Matt Potter 6 a.m., July 29
Latest Sunset of the Year
Low tides, June bugs, agaves, latest sunset of the year.
Early July's extreme low tides are for early risers only! Check out the local tidepool life without hordes of other people around. Wednesday, July 2 features a minus 1.7-foot tide at 3:39 a.m. Thursday, July 3 brings a minus 1.8-foot tide at 4:24 a.m. Wake up extra-early on the July 4 holiday to catch the minus 1.6-foot tide at 5:08 a.m. Perhaps even better, roll out of bed early enough on Saturday, July 5 to catch the minus 1.3-foot tide at 5:50 a.m.
June bugs are emerging as summer's warmth is finally upon us. The green June beetle, only one of some 300 species of scarab beetles found in Southern California, flashes a metallic green underbelly as its buzzes about erratically. The mature scarabs flying about have spent at least a year underground in larval form munching at the roots of lawns or your favorite ornamental plants.
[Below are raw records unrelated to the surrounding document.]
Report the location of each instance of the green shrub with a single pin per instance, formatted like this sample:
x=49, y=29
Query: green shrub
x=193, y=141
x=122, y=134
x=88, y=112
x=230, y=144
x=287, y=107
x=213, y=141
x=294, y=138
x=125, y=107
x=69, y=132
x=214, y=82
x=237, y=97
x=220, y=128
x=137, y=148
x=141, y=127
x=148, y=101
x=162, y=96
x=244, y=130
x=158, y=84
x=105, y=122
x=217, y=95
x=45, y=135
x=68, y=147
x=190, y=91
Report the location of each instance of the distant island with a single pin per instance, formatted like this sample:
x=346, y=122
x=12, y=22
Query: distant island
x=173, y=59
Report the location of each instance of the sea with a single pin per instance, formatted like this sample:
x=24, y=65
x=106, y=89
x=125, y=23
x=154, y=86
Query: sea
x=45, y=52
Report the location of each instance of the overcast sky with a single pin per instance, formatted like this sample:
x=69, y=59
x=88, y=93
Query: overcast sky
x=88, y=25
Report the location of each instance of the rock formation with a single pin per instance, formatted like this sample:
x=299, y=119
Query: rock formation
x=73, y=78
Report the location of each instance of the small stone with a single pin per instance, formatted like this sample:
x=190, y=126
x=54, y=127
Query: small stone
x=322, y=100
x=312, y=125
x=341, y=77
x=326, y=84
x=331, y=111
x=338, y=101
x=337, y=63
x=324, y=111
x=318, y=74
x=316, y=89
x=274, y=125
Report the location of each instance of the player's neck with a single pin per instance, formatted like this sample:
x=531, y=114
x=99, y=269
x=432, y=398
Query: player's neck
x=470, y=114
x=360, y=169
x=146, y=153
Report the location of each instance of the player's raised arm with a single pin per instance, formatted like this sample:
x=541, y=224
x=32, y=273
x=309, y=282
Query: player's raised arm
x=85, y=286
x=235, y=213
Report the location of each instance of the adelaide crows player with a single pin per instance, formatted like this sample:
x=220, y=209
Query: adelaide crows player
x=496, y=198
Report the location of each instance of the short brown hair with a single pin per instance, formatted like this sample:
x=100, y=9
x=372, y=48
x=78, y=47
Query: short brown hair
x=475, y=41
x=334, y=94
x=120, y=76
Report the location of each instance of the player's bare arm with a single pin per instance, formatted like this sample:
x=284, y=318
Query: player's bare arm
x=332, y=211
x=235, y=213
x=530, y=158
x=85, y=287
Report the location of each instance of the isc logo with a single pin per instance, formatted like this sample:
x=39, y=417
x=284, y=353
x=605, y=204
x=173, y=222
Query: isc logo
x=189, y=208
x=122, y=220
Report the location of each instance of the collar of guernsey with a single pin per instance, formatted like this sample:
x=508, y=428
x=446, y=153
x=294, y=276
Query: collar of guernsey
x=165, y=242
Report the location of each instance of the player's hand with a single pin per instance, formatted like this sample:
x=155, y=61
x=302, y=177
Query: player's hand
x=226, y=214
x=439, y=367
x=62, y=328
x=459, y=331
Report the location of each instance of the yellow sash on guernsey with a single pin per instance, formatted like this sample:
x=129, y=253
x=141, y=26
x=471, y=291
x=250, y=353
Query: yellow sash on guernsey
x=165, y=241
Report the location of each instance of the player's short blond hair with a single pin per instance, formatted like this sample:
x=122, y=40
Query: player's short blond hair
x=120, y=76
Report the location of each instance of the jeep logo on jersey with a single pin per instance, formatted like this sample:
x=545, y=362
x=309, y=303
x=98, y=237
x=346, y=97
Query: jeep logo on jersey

Agaves, (a.k.a. century plants), are coming into bloom in many summer gardens this month. After a decade or more (not a century) of growth, the larger kinds of agave send up a tall, yellow-blossomed flower stalk from a base of fleshy, succulent, thorn-tipped leaves. The stalk and basal leaves die, but suckers make new plants and begin the cycle anew.
Latest sunset of the year, 8 p.m. Pacific Daylight Time in San Diego, occurs Friday, June 27 -- one week after the summer solstice (our longest day). From now until late July there will be little change in the time of sunset, even though the total length of daylight will steadily shorten.